By now, more than a year after Barack Obama took office as the 44th president of the United States — and the first African-American to assume the office — it is becoming more and more apparent that the Republican opposition in Congress, and particularly in the Senate, is not acting in the role of the "loyal opposition" that one would expect in a democracy.
Instead, the GOP is engaging in an unprecedented attempt to grind to a complete halt the president’s ability to govern. Not to mention the ability of the majority party in Congress to pass legislation.
This is nothing less than an outright "tyranny of the minority" that is a clearly unconstitutional abuse of power. The evidence of this abuse of power is becoming more and more apparent with each passing month. And it must be stopped.
REPUBLICANS ABANDON THEIR OWN IDEAS AFTER OBAMA ADOPTS THEM
In a scathing expose, MSNBC’s Rachael Maddow noted that the Republicans in Congress have repeatedly done an about-face on one policy idea after another that they themselves proposed, turning around and opposing those same ideas once President Obama adopted them — even going so far as to do a 180-degree turn on policies implemented by the previous Bush administration that Obama continued.
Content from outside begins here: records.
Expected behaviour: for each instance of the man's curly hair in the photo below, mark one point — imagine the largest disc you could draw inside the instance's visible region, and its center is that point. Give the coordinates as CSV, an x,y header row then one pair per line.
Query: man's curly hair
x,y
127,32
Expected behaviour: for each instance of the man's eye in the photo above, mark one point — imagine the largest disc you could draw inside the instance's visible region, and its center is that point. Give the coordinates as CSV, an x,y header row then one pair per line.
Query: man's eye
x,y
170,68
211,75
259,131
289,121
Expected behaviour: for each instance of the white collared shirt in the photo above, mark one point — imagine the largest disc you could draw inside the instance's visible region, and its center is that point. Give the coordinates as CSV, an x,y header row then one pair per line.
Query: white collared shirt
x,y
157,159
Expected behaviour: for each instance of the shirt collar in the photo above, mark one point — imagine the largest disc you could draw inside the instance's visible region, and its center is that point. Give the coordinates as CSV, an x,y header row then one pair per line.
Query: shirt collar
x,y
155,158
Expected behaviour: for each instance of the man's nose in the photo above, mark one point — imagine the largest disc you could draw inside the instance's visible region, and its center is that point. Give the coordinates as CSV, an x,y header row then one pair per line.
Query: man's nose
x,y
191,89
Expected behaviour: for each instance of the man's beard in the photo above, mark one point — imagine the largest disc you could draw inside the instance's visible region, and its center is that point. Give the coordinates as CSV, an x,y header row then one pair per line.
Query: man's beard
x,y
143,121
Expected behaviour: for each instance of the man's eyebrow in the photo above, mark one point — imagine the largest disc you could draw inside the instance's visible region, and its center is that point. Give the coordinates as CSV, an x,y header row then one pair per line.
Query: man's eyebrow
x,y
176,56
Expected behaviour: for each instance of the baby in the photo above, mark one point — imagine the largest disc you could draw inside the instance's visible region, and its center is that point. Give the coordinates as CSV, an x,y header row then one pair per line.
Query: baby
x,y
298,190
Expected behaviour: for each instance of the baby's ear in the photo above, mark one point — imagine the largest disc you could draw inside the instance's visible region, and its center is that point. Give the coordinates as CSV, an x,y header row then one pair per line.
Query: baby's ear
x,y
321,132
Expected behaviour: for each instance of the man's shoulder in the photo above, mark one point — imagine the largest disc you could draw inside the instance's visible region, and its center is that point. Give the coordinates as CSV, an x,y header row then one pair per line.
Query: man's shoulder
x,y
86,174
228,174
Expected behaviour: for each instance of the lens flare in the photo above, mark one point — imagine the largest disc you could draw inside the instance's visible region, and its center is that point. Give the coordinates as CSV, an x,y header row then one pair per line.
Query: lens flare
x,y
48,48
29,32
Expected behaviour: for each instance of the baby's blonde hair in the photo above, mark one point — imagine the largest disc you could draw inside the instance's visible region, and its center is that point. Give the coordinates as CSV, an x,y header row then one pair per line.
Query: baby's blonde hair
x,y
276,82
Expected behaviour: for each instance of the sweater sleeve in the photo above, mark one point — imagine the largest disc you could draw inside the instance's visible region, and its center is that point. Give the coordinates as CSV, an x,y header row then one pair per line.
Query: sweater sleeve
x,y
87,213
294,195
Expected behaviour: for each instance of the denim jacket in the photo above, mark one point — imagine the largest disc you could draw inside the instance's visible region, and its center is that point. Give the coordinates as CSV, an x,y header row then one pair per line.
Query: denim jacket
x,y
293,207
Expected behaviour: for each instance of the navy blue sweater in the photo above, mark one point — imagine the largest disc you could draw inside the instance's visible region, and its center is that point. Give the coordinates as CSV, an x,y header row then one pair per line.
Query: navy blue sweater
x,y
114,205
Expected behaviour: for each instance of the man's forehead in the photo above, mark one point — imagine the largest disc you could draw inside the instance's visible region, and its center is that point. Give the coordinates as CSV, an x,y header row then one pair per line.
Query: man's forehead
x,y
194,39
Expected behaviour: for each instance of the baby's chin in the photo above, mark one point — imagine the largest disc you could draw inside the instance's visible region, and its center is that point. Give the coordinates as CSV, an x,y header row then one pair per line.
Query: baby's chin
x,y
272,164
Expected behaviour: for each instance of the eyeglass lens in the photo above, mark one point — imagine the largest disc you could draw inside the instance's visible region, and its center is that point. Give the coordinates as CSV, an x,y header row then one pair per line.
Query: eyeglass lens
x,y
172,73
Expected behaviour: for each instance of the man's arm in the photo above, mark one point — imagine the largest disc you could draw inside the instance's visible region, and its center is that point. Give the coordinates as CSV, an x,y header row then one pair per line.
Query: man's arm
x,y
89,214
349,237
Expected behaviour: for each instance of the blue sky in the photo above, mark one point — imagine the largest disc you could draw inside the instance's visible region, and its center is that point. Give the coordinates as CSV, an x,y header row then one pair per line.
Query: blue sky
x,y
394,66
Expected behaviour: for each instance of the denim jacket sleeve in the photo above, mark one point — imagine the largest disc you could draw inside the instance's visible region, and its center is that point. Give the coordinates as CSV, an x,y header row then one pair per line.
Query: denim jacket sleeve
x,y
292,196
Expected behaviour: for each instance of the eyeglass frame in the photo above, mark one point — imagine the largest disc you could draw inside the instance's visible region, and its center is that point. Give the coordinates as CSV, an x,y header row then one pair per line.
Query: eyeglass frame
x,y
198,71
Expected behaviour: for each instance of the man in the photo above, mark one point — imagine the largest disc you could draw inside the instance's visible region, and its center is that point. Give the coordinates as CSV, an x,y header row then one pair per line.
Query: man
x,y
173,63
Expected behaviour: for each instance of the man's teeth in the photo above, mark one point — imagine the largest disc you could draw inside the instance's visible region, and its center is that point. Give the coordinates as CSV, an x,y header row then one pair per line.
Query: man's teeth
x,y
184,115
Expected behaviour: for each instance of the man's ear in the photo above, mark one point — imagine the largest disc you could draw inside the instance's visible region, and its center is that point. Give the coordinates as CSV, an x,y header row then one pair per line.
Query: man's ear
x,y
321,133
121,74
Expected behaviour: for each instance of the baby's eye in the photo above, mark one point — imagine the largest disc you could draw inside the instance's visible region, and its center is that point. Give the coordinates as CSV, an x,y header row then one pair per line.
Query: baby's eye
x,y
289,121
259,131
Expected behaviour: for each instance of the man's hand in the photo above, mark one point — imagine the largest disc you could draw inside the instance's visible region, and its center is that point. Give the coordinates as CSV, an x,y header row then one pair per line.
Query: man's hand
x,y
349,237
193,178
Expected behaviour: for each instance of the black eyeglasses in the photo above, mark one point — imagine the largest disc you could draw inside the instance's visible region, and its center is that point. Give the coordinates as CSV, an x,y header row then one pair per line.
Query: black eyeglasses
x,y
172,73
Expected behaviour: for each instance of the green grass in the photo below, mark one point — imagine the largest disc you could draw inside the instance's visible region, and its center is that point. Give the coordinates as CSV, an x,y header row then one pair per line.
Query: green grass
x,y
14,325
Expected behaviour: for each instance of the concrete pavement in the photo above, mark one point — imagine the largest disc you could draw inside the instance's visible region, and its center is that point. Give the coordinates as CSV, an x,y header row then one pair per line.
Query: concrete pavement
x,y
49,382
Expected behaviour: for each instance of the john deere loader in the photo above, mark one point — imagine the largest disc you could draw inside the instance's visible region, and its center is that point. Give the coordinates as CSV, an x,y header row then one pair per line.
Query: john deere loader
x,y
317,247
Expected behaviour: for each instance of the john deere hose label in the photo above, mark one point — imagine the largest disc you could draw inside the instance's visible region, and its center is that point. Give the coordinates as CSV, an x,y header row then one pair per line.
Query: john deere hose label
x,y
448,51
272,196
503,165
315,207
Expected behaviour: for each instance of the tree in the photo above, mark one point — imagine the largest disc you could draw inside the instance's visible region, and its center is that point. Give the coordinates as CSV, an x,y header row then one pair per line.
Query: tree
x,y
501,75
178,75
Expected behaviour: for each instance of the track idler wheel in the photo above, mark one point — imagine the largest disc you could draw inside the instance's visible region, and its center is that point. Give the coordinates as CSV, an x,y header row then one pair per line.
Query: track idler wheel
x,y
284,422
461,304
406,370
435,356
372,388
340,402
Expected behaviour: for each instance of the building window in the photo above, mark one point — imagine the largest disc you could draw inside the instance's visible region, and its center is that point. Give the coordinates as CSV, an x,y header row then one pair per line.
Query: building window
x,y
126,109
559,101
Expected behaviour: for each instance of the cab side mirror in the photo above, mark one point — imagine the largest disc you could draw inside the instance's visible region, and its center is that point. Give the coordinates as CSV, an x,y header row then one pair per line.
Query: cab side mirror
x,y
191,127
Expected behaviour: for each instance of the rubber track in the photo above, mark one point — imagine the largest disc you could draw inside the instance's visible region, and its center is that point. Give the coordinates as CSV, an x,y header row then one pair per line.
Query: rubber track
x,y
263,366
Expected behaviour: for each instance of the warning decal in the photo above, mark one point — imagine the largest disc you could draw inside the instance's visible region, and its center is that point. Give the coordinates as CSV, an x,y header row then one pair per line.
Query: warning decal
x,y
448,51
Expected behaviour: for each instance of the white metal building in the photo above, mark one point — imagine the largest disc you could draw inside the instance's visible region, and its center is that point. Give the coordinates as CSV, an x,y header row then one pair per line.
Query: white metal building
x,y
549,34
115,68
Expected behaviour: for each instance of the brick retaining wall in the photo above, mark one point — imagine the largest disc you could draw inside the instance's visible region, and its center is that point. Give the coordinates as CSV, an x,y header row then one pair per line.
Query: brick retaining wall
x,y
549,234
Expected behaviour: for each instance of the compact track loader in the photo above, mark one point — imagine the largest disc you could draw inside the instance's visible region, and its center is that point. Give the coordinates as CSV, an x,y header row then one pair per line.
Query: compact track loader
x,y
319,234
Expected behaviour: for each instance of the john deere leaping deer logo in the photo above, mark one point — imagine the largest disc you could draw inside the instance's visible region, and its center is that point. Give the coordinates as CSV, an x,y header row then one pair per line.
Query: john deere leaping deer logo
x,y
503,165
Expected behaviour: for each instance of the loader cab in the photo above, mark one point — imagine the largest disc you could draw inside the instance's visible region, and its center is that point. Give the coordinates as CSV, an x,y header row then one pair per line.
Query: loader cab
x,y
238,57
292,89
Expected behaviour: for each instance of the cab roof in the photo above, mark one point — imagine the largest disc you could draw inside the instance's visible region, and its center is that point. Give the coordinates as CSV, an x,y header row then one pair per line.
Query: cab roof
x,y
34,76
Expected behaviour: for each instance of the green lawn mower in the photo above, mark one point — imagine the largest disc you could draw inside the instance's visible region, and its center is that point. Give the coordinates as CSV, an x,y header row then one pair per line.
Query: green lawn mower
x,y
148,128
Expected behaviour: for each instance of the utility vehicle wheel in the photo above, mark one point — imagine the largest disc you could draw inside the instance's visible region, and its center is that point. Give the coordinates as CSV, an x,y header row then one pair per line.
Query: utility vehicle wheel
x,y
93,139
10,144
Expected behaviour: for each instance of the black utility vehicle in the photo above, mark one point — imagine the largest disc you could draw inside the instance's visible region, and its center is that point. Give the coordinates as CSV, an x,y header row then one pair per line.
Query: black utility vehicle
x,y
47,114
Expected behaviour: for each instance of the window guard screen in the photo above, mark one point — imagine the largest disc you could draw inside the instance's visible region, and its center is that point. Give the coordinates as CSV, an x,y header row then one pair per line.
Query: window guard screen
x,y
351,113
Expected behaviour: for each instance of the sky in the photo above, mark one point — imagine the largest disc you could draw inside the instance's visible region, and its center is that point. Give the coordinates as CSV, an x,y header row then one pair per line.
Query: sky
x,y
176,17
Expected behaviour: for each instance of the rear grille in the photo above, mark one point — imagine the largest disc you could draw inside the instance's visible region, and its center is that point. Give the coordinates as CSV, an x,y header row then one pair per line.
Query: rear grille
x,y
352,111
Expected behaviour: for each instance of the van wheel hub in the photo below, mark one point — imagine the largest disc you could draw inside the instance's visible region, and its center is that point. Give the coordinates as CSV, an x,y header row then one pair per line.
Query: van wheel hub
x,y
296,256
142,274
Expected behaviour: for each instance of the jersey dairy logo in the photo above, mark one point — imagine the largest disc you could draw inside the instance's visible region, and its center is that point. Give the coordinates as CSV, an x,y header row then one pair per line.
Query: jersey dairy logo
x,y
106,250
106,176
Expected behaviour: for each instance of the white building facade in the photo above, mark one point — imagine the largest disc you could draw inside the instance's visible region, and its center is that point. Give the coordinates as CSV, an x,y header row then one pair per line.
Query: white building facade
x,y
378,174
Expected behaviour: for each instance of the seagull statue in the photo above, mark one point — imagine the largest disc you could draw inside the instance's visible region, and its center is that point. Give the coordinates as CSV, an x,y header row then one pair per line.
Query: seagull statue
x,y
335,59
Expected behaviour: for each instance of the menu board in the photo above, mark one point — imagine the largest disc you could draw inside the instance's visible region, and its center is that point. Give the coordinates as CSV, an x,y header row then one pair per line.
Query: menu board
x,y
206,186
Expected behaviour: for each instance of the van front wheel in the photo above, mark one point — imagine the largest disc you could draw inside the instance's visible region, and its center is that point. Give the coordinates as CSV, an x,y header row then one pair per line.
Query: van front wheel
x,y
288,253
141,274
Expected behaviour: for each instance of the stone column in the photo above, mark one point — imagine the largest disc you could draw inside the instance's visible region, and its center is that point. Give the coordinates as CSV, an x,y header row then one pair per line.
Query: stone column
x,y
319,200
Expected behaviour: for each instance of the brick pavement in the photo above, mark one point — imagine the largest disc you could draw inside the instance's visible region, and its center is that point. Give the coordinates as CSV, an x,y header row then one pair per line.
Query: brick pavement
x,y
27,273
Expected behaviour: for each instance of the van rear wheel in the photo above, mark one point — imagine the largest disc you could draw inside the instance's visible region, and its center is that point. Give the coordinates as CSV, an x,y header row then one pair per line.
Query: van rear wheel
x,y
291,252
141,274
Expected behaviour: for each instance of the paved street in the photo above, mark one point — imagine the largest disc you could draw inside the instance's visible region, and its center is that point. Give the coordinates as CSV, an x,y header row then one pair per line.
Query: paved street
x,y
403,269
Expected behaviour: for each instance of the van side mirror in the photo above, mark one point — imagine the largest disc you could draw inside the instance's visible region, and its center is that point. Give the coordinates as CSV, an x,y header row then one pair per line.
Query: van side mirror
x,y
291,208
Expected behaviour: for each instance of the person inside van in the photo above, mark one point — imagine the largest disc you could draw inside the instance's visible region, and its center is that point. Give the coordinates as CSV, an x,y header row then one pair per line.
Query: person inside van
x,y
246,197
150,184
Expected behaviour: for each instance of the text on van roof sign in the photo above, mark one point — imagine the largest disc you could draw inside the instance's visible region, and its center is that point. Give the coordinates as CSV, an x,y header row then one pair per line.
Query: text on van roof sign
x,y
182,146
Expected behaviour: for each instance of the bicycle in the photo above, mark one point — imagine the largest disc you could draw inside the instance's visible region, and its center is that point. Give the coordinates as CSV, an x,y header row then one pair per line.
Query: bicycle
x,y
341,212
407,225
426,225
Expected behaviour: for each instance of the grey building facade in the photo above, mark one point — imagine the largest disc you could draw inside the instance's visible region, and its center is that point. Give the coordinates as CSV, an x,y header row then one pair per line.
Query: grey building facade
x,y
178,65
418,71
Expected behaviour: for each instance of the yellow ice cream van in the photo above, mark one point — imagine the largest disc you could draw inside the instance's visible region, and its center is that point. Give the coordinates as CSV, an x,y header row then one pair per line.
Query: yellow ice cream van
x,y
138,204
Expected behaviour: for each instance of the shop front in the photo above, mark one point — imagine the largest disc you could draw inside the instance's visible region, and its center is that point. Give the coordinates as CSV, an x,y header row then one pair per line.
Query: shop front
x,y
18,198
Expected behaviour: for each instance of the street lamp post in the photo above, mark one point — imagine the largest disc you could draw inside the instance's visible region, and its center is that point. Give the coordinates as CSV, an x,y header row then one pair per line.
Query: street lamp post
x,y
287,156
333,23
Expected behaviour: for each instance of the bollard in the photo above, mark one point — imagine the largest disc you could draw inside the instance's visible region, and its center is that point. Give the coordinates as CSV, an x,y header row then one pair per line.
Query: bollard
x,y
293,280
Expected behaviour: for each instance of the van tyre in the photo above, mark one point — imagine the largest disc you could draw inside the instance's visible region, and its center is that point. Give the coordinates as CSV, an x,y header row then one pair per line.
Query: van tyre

It was the Republicans who first proposed a blue-ribbon commission to come up with ways to deal with the ballooning budget deficit, Maddow notes. But once the president endorsed the idea, the GOP turned around and came out against it.
The Republicans, who are supposedly deeply concerned about the ballooning budget deficit, voted against a major deficit-fighting tool backed by Obama: Enshrining into law the so-called "pay-as-you-go" budgeting rules that were first implemented under President Bill Clinton in 1995 under prodding from the then-GOP-controlled Congress.
Obama on Friday signed the "pay-as-you-go" measure into law — part of a larger bill raising the national debt ceiling to $14.294 trillion, without which the federal government would have been forced to shut down. Yet almost every Republican in both the House and the Senate voted against it.